Alabama Share = (IAL ÷ (IAL + ILA + IMS + ITX)) × qualified OCS revenues (Phase II—capped) Louisiana Share = (ILA ÷ (IAL + ILA + IMS + ITX)) × qualified OCS revenues (Phase II—capped) Mississippi Share = (IMS ÷ (IAL + ILA + IMS + ITX)) × qualified OCS revenues (Phase II—capped) Texas Share = (ITX ÷ (IAL + ILA + IMS + ITX)) × qualified OCS revenues (Phase II—capped)

(3) If, in any fiscal year, this calculation results in less than a 10-percent allocation of the qualified OCS revenues (Phase II—capped) to any Gulf producing State, we will recalculate the distribution. We will allocate 10 percent of the qualified OCS revenues (Phase II—capped) to the affected State and recalculate the other States' shares of the remaining qualified OCS revenues (Phase II—capped), omitting from the calculation the State receiving the 10-percent minimum share.

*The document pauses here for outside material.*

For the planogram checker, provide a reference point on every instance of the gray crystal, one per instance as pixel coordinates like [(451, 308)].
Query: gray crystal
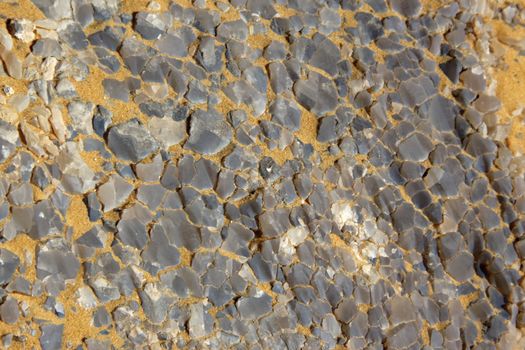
[(131, 141), (317, 94), (209, 132), (51, 336)]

§ 1219.514 - How will ONRR allocate the qualified OCS revenues (Phase II) to coastal political subdivisions within the Gulf producing States?

(a) Of the qualified OCS revenues (Phase II) allocated to a Gulf producing State's CPSs, ONRR will allocate 25 percent based on the proportion that each CPS's population bears to the population of all CPSs in the State.

(b) Of the qualified OCS revenues (Phase II) allocated to a Gulf producing State's CPSs, we will allocate 25 percent based on the proportion that each CPS's miles of coastline bears to the total miles of coastline across all CPSs in the State. However, for the State of Louisiana, we will deem CPSs without a coastline to each have a coastline one-third the average length of the coastline of all CPSs within Louisiana that have a coastline.

(c)(1) Of the qualified OCS revenues (Phase II) allocated to a Gulf producing State's CPSs, we will allocate 50 percent in amounts that are inversely proportional to the respective distances between:

(i) The point in each CPS that is closest to the geographic center of the applicable leased tract (Phase II) or historical lease site; and

(ii) The geographic center of each applicable leased tract (Phase II) or historical lease site.

(2) However, we will exclude distances to an applicable leased tract (Phase II) from this calculation if any portion of the tract is located in a geographic area that was subject to a leasing moratorium on January 1, 2005, unless the leased tract was in production on that date.

§ 1219.515 - How will ONRR update the group of “historical lease sites” and “applicable leased tracts (Phase II)” used for determining the allocation of shared revenues?

(a) As GOMESA directs, ONRR will update the group of historical lease sites in the 2002-2007 Planning Area as follows:

(1) On December 31, 2015, we will freeze the group of historical lease sites, subject to the adjustment under paragraph (a)(2) of this section.

(2) Beginning January 1, 2022, and every fifth year thereafter, we will extend the ending date for determining the group of historical lease sites for an additional five calendar years by adding any new historical lease sites to the existing group.

(b) Each year we will update the group of applicable leased tracts (Phase II) to include only leases that were in effect at any time during the previous fiscal year.

§ 1219.516 - When will ONRR disburse funds to Gulf producing States and coastal political subdivisions?

ONRR will disburse GOMESA revenues as soon as authorized and practicable within the fiscal year following the year that we collect qualified OCS revenues (Phase II).